三畳

地獄の逃避行の三畳のレビュー・感想・評価

地獄の逃避行(1973年製作の映画)
4.4
なんでこんな風と共に去りぬみたいなジャケットなのだ?こんなシーンないよ。タイトルも「俺たちに明日はない」的なノリの翻訳かもしれないけど「地獄」はれるほどの濁音感、血生臭さ、ちっともなかったよ。静謐。クリアーで無抵抗で傍観してて。経験したことないのに既視感覚えた。

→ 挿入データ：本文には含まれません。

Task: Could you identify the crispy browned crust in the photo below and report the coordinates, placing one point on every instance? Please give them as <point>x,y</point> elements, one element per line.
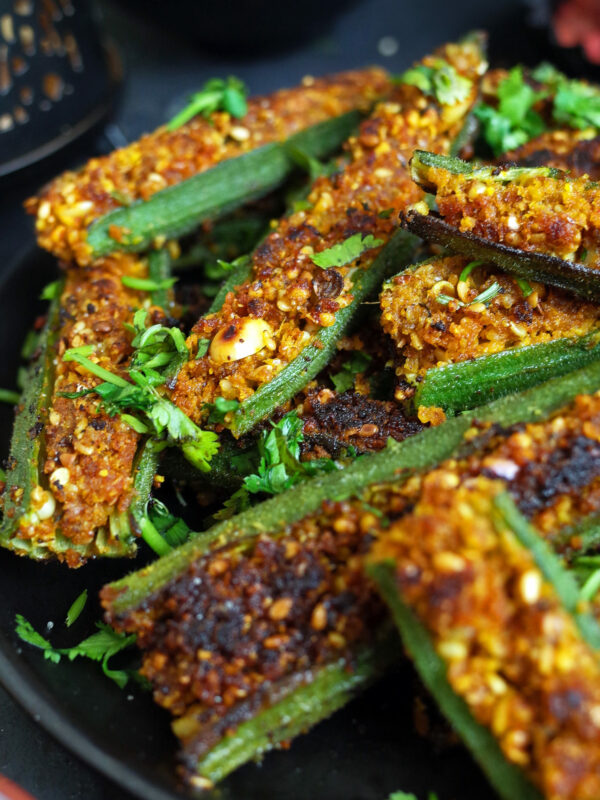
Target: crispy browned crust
<point>286,289</point>
<point>427,333</point>
<point>512,652</point>
<point>220,639</point>
<point>88,455</point>
<point>68,205</point>
<point>575,151</point>
<point>333,422</point>
<point>556,217</point>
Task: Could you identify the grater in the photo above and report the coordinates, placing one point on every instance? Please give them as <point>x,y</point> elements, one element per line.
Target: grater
<point>57,78</point>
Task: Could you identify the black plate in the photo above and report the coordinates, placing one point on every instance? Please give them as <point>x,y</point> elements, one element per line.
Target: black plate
<point>364,752</point>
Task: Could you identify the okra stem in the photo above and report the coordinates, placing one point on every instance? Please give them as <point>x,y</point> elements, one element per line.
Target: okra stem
<point>466,384</point>
<point>179,209</point>
<point>416,453</point>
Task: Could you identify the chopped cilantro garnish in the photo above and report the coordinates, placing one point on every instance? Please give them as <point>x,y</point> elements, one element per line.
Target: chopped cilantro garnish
<point>161,530</point>
<point>159,351</point>
<point>344,252</point>
<point>76,608</point>
<point>441,81</point>
<point>50,291</point>
<point>100,646</point>
<point>277,464</point>
<point>515,121</point>
<point>577,104</point>
<point>216,95</point>
<point>468,270</point>
<point>10,397</point>
<point>524,286</point>
<point>147,284</point>
<point>344,379</point>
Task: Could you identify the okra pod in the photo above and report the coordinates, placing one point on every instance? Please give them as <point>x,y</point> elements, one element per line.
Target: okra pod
<point>278,329</point>
<point>168,181</point>
<point>467,384</point>
<point>267,664</point>
<point>81,463</point>
<point>474,591</point>
<point>416,453</point>
<point>269,546</point>
<point>465,332</point>
<point>537,223</point>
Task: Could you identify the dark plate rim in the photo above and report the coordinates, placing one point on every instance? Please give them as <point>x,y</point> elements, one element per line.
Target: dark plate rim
<point>29,691</point>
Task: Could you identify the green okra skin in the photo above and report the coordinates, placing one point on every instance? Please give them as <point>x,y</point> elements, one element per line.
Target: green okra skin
<point>571,276</point>
<point>26,459</point>
<point>568,275</point>
<point>398,459</point>
<point>550,566</point>
<point>321,692</point>
<point>25,449</point>
<point>467,384</point>
<point>315,356</point>
<point>178,209</point>
<point>508,780</point>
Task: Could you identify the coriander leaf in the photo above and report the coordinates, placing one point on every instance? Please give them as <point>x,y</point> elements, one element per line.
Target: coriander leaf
<point>279,465</point>
<point>441,81</point>
<point>344,379</point>
<point>100,646</point>
<point>10,397</point>
<point>419,76</point>
<point>515,121</point>
<point>147,284</point>
<point>51,290</point>
<point>27,633</point>
<point>344,252</point>
<point>548,74</point>
<point>173,529</point>
<point>216,95</point>
<point>76,608</point>
<point>448,86</point>
<point>577,104</point>
<point>220,408</point>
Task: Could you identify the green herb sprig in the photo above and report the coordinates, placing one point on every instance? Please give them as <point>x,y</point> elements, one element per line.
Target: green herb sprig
<point>216,95</point>
<point>338,255</point>
<point>441,81</point>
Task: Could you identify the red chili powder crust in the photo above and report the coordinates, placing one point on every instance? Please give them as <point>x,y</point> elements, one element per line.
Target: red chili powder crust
<point>287,292</point>
<point>511,651</point>
<point>70,203</point>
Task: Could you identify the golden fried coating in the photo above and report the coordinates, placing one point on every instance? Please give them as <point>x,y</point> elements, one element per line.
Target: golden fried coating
<point>428,332</point>
<point>271,318</point>
<point>511,651</point>
<point>68,205</point>
<point>531,210</point>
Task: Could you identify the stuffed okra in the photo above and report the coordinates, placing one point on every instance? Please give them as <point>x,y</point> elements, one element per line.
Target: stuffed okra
<point>152,189</point>
<point>278,328</point>
<point>227,715</point>
<point>498,634</point>
<point>465,332</point>
<point>538,223</point>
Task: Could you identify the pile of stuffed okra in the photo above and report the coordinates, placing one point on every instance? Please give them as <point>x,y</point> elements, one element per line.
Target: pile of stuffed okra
<point>383,376</point>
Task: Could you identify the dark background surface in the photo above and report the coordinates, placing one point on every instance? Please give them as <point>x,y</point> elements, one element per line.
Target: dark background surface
<point>162,68</point>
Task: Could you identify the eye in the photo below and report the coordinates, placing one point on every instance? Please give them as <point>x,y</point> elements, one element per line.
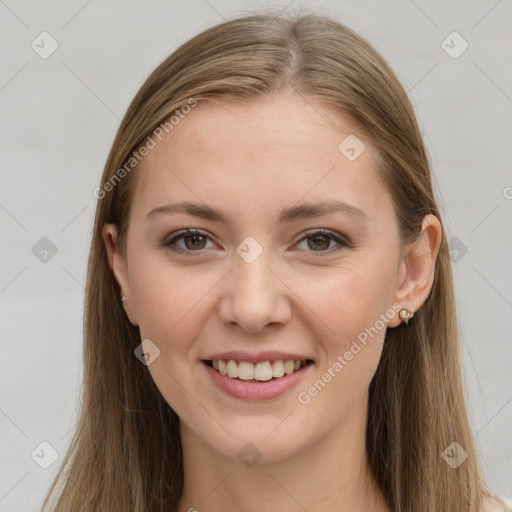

なんか「そかそか」ぐらい思った。少年犯罪、こういう感じでやってんだ。人の命なんとも思ってないんだ。サイコパスですらなく天然なんだ。

カッとなってお父さんを殺しちゃったことを皮切りに、どんどん人殺して逃げるカップル。まだまだ児童文学を朗読するみたいなトーンで、15歳の女の子のナレーションが全編挿入される。
本人の言う通り、なぜジェームズディーン似と言われる25歳男が、表面的にはぱっとしない彼女を選んだのかわからない。

でも、あわてず騒がずの貫禄、金髪のまとまりも、お嬢さんなドレスシャツ着こなす体格も、肌と同じ色の眉毛も、全てに憧れる。すごくかわいい。
なりゆき逃避行ものの女の子って、それまでの人生では全くそんな悪事に接点がないのにある日突然、秘めたる逃避行の才能が開花するように思う。私にもあればいいのに。

男もまた、上下デニム稲葉浩志みたいな恰好で、やたらに銃使いが的確で、よく喋ると思いきや何考えてるかよくわからず、めちゃくちゃかっこいい。逃げる過程の慣れた身のこなしはまぁ今思えば十中八九前科者なんだけど、重い陰背負ってる感がなくて。顔タイプじゃないのに惚れた!映画の中で男の人にときめいたのっていつぶり?

自分の中で「FRIED DRAGON FISH」と同じフォルダにしまう。特にクライマックスで浅野忠信さんに心奪われる瞬間がすごい似てた。雰囲気映画かもしれない。BAD LAND=悪地はダコタ州の痩せた土地で農業にも適さないって意味らしいけど、荒れた家庭環境だから彼女たちがこうなった的な描写はなかったし。「天国の日々」を撮ったテレンス・マリック監督、期待以上の美しい自然光。